Da secoli i Mapuche, l’unico popolo originario in Cile ad essere riuscito a resistere all’invasione da parte dei colonizzatori spagnoli, sono in lotta per il recupero e la rivendicazione del territorio che gli spetta di diritto. Il conflitto principale riguarda, in particolare, il controllo e la gestione del wallmapu (“tutto il territorio Mapuche”), ricco di risorse naturali. Le società di estrazione di tali risorse e le multinazionali hanno spesso ignorato i diritti dei Mapuche sulle loro terre, portando ad una serie di scontri e proteste. Allo stesso tempo, le politiche di sviluppo economico, di modernizzazione e omogeneizzazione ad uno standard europeo e occidentale dello Stato cileno hanno trascurato le esigenze e le richieste del popolo Mapuche, portando ad una serie di disuguaglianze sociali ed economiche.

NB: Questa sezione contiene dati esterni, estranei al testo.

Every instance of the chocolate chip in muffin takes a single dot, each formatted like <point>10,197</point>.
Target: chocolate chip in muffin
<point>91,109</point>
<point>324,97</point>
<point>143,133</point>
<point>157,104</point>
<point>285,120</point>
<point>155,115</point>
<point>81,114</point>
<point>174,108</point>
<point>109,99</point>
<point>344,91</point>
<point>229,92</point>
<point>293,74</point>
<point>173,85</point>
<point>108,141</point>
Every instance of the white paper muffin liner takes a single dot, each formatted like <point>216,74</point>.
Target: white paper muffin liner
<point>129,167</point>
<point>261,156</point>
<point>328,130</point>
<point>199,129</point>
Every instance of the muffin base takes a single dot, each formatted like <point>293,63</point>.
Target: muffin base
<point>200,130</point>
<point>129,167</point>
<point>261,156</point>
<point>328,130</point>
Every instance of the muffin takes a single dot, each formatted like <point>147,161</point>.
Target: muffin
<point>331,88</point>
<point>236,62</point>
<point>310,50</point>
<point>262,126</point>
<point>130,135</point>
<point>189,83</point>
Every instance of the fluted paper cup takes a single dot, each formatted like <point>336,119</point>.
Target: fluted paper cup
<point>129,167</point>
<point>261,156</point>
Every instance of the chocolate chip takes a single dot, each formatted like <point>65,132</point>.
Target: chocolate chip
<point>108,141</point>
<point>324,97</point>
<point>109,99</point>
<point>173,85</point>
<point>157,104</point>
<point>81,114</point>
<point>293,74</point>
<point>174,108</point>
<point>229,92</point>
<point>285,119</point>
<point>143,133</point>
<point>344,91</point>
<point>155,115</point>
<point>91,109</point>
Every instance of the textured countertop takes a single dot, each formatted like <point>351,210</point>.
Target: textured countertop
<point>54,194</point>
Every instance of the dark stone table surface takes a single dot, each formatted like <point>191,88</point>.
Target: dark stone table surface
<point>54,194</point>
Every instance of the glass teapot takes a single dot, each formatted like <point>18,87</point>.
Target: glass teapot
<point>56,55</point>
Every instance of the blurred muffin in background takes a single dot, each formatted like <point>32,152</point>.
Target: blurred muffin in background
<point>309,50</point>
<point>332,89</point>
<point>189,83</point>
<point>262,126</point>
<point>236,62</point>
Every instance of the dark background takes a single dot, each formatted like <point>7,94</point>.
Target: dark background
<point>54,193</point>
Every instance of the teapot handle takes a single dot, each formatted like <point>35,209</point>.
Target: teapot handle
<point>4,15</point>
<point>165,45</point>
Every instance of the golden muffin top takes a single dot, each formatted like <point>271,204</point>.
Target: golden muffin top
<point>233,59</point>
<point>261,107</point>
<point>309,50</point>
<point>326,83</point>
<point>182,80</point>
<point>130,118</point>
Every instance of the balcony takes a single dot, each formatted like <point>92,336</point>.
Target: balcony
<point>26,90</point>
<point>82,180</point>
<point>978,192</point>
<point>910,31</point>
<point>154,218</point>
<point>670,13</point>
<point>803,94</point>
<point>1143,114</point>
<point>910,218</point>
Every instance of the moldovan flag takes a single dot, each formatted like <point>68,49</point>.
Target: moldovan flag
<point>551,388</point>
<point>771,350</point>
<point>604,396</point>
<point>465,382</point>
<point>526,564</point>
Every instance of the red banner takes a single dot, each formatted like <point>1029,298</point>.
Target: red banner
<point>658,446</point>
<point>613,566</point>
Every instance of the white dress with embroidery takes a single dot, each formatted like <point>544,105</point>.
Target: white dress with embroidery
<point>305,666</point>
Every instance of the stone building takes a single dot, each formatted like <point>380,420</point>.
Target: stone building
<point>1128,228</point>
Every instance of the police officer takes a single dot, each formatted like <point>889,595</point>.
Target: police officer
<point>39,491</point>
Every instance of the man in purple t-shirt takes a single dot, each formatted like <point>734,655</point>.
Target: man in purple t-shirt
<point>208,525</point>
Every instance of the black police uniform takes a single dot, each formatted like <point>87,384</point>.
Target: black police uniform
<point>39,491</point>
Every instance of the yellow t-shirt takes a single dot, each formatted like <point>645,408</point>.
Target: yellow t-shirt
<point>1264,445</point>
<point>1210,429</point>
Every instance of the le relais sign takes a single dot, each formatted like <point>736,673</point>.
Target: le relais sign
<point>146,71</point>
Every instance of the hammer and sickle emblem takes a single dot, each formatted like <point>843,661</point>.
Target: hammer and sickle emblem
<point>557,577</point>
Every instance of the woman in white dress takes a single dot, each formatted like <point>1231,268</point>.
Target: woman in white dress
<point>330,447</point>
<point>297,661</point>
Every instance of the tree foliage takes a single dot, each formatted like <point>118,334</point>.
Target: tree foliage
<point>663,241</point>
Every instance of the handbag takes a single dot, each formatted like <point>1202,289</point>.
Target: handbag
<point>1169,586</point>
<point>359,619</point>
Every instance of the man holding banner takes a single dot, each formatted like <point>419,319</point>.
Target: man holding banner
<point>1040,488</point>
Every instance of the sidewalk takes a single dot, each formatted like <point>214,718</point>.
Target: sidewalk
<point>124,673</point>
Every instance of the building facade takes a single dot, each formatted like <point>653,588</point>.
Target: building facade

All’interno di questa cornice troviamo nel sud del Cile, a Pargua, nella provincia di P.to Montt, quattro imprese (norvegesi e danesi) che producono mangime per i salmoni. Si tratta di impianti installati nei primi anni 2000, che hanno danneggiato l’ecosistema e l’ambiente circostante con il continuo rilascio di gas, vapori e liquidi oleosi, contaminanti sia per la flora che per gli abitanti del posto.
La deforestazione del territorio e la conseguente costruzione di imprese hanno avuto effetti negativi sull’ecosistema locale, incluso il prosciugamento dei fiumi e, quindi, ad una diminuzione della quantità di acqua disponibile.
Oltre all’impatto ambientale forte che sta avendo tutto questo, un’altra preoccupazione che ha la comunità riguarda la poca trasparenza e chiarezza da parte degli impresari e delle autorità locali del paese nei confronti degli impatti ambientali delle fabbriche. Infatti, inizialmente, data la limitata mobilità e il lavoro nel campo, gli abitanti non hanno avuto la possibilità di vedere quello che stava succedendo al di là della piccola collina vicina alla zona in cui vivono. Pare che solo une delle quattro imprese sia stata più trasparente con la comunità. Questa si è appellata alla cosiddetta VAS (Valutazione Ambientale Strategica: processo che valuta gli effetti dello sviluppo di programmi e piani territoriali, analizza il territorio nel suo insieme, dà un quadro più completo e pone attenzione anche all’opinione della popolazione del posto). Le altre imprese, invece, hanno optato la VIA (Valutazione dell’Impatto Ambientale: utilizzata nella fase di progettazione e che mira a valutare l’incidenza delle singole opere e progetti su un territorio). In quest’ultimo caso gli abitanti non vengono a conoscenza di tutto il processo, e per questo motivo la comunità ha presentato, 15 anni fa, un’istanza alla Commissione Interamericana dei diritti umani, per la quale sta tutt’oggi aspettando risposta.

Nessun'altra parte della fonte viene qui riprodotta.